(NewsNation Now) — America’s employers slowed the pace of their hiring in November, adding 210,000 jobs, the fewest in nearly a year.
Friday’s report from the Labor Department also showed that the unemployment rate fell sharply to 4.2% from 4.6%. That is a historically low level though still above the pre-pandemic jobless rate of 3.5%.
The report also underscored the effects of the Great Resignation, which has seen baby boomers retire in numbers so large that members of the much smaller Generation X could not fill the gap. The transportation and retail sectors have seen steep declines, and the hospitality industry alone has lost 1.3 million workers since early 2020.
Experts say in addition to retirements, may have left jobs to find others in the same field for better pay and benefits, while others have changed careers. Many have made moves in search of better work/life balance.

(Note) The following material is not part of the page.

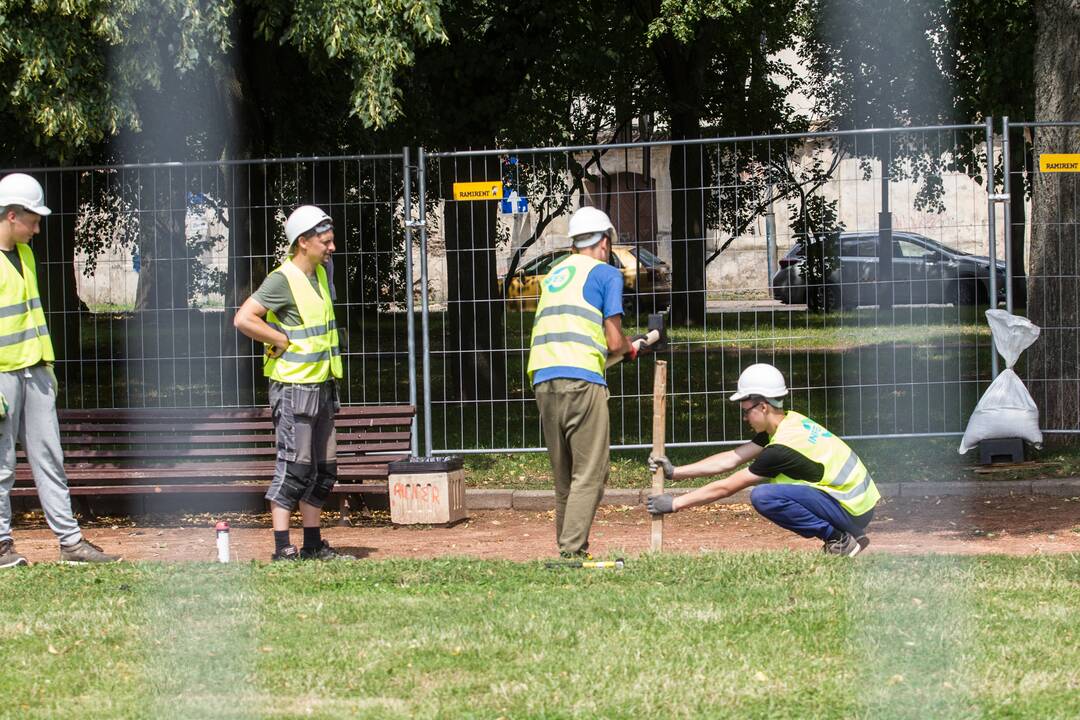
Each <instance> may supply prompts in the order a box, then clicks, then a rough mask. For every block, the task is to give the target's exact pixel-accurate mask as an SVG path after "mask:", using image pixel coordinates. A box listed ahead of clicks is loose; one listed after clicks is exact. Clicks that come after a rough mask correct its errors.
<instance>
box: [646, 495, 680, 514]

Overall, the November jobs figures point to an economic recovery that looks resilient though under threat from a spike in inflation and the potential impact of the omicron variant of the coronavirus.
Little is definitively known about the variant, and widespread business shutdowns are considered unlikely. Still, omicron could discourage some Americans from traveling, shopping and eating out in the coming months and potentially slow the economy.
For now, though, Americans are spending freely, and the economy is forecast to expand at a 7% annual rate in the final three months of the year, a big rebound from the 2.1% pace in the previous quarter, when the delta variant hobbled growth.